A decisão chega num período em que muitos emigrantes regressam para o curto período de férias, trazendo consigo a expetativa de normalidade no acesso aos cuidados de saúde. O impacto desta mudança vai além da logística hospitalar, expondo a incapacidade crónica do Governo em colmatar o défice de médicos e o peso da acumulação entre o setor público e o privado. Trata-se de uma estratégia que cria barreiras onde antes existia o princípio da igualdade no acesso ao SNS.
Não é a primeira vez que esta fatia da população sente o peso de políticas que os afastam da terra natal. O agravamento do IMT para não residentes e as dificuldades no acesso aos apoios após os incêndios de 2025 e as tempestades de 2026 desenham um padrão de desconsideração. Para quem mantém uma ligação afetiva e um contributo económico vital para o país, o sentimento é de exclusão, como se o Governo, ao ignorar esta realidade, os tornasse portugueses de segunda categoria.

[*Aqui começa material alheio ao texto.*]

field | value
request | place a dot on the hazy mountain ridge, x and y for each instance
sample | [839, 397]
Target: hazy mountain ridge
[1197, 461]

Resta a incerteza sobre o destino dos processos clínicos e o número exato de pessoas afetadas — um dado que, na memória recente da ministra, rondava os 50 mil utentes anteriormente destinados a listas paralelas. A promessa de que ninguém ficará sem atendimento perde força perante a burocracia instalada. Sem o médico de família, os utentes são empurrados para procedimentos desconhecidos, muitas vezes dependentes de documentos como o Cartão Europeu de Seguro de Doença, que uma larga maioria não possui.
No fundo, o que está em causa é a rutura de um vínculo. Ao impor normas discriminatórias que impedem o acesso a cuidados regulares, o Estado corta o fio de confiança que liga os emigrantes ao seu país de origem, forçando-os a um sistema de consulta instável e profundamente desigual.